Supreme Court v. Unions

Supreme Court v. Unions


The recent decision of the Supreme Court in the case of Hoffman Plastic Compounds, Inc. v. National Labor Relations Board makes it plain that the Court’s majority lives in denial of the social reality millions of working people face every day. The Court began by making worse an already bad precedent. As a result of a previous decision in the case of Sure-Tan Inc. v. National Labor Relations Board, millions of undocumented immigrants lost the right to be reinstated to their jobs if they were fired for joining a union. Now the Rehnquist Court says they can also forget about back pay for the time they were out of work.

The decision rewards employers who want to stop union organizing efforts among immigrant workers–the very people who’ve built a decade-long track record of labor activism, often organizing themselves when unions showed little interest in them. Their bosses can now terminate undocumented workers who join a union, without monetary consequences.

But the Court’s logic goes further, willfully ignoring social reality. Today in 31 percent of union drives employers illegally fire workers, immigrant and native-born alike. Federal labor law may prohibit this, but companies already treat the cost of legal battles, reinstatement and back pay as a cost of doing business. Many consider it cheaper than signing a union contract.
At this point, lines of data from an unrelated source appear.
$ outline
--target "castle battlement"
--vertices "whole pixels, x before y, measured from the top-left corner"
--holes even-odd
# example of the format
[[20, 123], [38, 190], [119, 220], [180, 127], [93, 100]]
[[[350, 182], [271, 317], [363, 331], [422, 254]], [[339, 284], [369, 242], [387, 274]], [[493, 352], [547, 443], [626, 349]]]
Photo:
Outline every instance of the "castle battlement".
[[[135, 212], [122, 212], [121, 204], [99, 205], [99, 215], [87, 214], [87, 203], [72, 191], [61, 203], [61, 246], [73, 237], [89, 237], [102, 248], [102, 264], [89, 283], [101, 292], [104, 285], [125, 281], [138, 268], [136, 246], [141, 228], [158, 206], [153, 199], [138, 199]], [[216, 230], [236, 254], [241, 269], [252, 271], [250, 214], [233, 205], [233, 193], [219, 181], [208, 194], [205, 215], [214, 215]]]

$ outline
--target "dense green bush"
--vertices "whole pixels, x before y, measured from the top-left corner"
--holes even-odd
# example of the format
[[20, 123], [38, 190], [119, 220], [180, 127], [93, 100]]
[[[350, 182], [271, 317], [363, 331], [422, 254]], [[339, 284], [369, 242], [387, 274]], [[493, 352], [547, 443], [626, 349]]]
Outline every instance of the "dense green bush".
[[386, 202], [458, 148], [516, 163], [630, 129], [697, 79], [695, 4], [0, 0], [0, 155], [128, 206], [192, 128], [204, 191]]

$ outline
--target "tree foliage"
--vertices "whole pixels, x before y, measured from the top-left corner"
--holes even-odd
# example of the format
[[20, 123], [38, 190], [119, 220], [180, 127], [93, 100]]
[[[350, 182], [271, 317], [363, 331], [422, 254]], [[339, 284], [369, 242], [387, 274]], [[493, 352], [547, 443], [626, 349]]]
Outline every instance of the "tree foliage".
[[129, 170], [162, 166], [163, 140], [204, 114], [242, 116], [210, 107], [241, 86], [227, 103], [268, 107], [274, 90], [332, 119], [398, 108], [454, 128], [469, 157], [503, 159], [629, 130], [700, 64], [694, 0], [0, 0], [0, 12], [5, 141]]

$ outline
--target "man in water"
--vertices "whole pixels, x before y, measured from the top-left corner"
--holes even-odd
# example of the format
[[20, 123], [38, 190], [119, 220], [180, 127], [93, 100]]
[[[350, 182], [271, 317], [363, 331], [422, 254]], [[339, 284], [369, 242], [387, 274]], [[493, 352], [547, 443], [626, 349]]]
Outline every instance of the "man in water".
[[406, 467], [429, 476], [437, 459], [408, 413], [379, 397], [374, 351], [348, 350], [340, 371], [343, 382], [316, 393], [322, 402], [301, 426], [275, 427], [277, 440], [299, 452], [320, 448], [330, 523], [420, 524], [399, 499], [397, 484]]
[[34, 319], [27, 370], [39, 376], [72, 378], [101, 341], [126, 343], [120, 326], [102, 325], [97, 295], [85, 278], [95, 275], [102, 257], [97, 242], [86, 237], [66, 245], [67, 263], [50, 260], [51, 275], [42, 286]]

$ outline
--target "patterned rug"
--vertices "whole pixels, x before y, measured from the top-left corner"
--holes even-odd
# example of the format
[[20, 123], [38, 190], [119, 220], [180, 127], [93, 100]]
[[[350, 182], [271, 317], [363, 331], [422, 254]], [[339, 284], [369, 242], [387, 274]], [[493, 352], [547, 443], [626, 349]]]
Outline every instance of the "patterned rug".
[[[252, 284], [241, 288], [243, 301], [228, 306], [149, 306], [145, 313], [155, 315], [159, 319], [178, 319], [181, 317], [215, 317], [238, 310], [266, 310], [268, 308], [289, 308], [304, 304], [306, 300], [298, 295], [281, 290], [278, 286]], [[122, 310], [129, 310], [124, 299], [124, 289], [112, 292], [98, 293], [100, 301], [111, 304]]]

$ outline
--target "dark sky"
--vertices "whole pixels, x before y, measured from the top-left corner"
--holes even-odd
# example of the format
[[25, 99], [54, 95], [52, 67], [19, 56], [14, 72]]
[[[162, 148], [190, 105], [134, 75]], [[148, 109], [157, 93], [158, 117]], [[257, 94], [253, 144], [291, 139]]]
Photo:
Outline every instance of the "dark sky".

In the Court’s eyes, however, retaliatory firings are not even a violation of law.

William Gould IV, former chair of the National Labor Relations Board, points to “a basic conflict between US labor law and US immigration law.” The Court has held that the enforcement of employer sanctions, which makes it illegal for an undocumented immigrant to hold a job, is more important than the right of that worker to join a union and resist exploitation on the job.

According to Rehnquist, Jose Castro, the fired worker in the Hoffman case, committed the cardinal sin of falsely saying he had legal status to get a job. This lie, told by millions of workers every year, is winked at by employers who want to take advantage of immigrants’ labor. It is only in the face of union activity that bosses suddenly wake up to the fact that their workers have no papers (and usually then fire only the ones involved with unions).

This decision isn’t about enforcing immigration law, despite Rehnquist’s pious assertion that employers can already be fined for hiring people like Castro. It’s about money. When it becomes more risky and difficult for workers to organize and join unions, or even to hold a job at all, they settle for lower wages. And when the price of immigrant labor goes down, so do the wages for everyone else. The decision has already been misused by some employers, who have told their immigrant workers they no longer have the right to organize at all, or have illegally refused to pay them the minimum wage or overtime.

A recent study by the Pew Charitable Trust counts almost 8 million undocumented people in the United States. They make up almost 4 percent of the urban work force, and more than half of all farmworkers. The flow of workers across the border will not stop anytime soon. The National Population Council of Mexico reports that “migration between Mexico and the United States is a permanent, structural phenomenon–the intense relationship between the two countries makes it inevitable.”

Sacrificing the rights of those workers will not stop people from crossing the border, nor end the need for the work they do. If they are to have legal status, the door to legal immigration must be opened and sanctions repealed. But come they will, regardless. The Court’s message to them, however, is: Know your place. Do the work, stay in the shadows, accept what you are given and never think of organizing to challenge the structure that holds you in chains.